Cuité foi fundada muito antes de Picuí, em 1768, pela diligência de Caetano Dantas Correia, que sempre preferiu viver no Seridó. Teve um bom crescimento inicial pois logo se transformou em Paróquia (1801), Distrito de Paz (1827), Vila (1854) e sede de comarca judicial (1872). Picuí, por sua vez, só ganhou sua paróquia em 1871 e autonomia administrativa em 1888, ainda no tempo do Império.

A partir da segunda metade do século XIX o pioneirismo cuiteense começou a ser suplantado pelo dinamismo de Picuí, fato percebido por Irineu Joffily que fez anotações em seu famoso livro sobre o maior progresso picuiense. E os motivos para Picuí ter obtido a primazia, na visão dele, eram a sua melhor localização geográfica, fundamental para o comércio, e pelo abandono da criação na Serra em detrimento da agricultura. E o advento do professor Lordão como político de destaque do Seridó Paraibano tornou a situação catastrófica para Cuité em 1904 que fora privada da sua comarca judicial e da própria autonomia política, ficando reduzida a mero distrito. Essa situação vexatória para os cuiteenses perdurou até 1936, quando finalmente nossa vizinha reconquistou a independência político-administrativa e a sua comarca judicial.

Se hoje em dia a política dá o tom da rivalidade político entre Cuité em Picuí, há muito tempo houve uma rusga de fundo religioso que apareceu durante a famosa Seca de 1877. Com a piora desse grande cataclisma climático que só terminou em 1880, os vigários das duas cidades acertaram  fazer a troca solene da imagem dos seus santos (as) padroeiros (as) como forma de se obter uma graça contra o flagelo.

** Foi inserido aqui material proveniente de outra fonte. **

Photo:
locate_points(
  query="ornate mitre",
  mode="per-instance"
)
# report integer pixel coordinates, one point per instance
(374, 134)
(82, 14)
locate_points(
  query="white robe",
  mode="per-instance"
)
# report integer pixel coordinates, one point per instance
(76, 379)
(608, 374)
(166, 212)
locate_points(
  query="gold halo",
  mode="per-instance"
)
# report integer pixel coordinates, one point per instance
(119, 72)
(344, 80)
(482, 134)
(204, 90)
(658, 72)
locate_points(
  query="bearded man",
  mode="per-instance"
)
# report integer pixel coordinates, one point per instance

O encontro das imagens ocorreria numa localização intermediária, o que de fato aconteceu, mas da pior maneira possível: os cuiteenses desistiram de entregar a sua santa, os picuienses não largavam São Sebastião e os dois párocos passaram a discutir descontroladamente. Logo todos perceberam que a permuta não seria possível, e os cortejos respectivos fizeram o caminho de volta cheios de ressentimentos.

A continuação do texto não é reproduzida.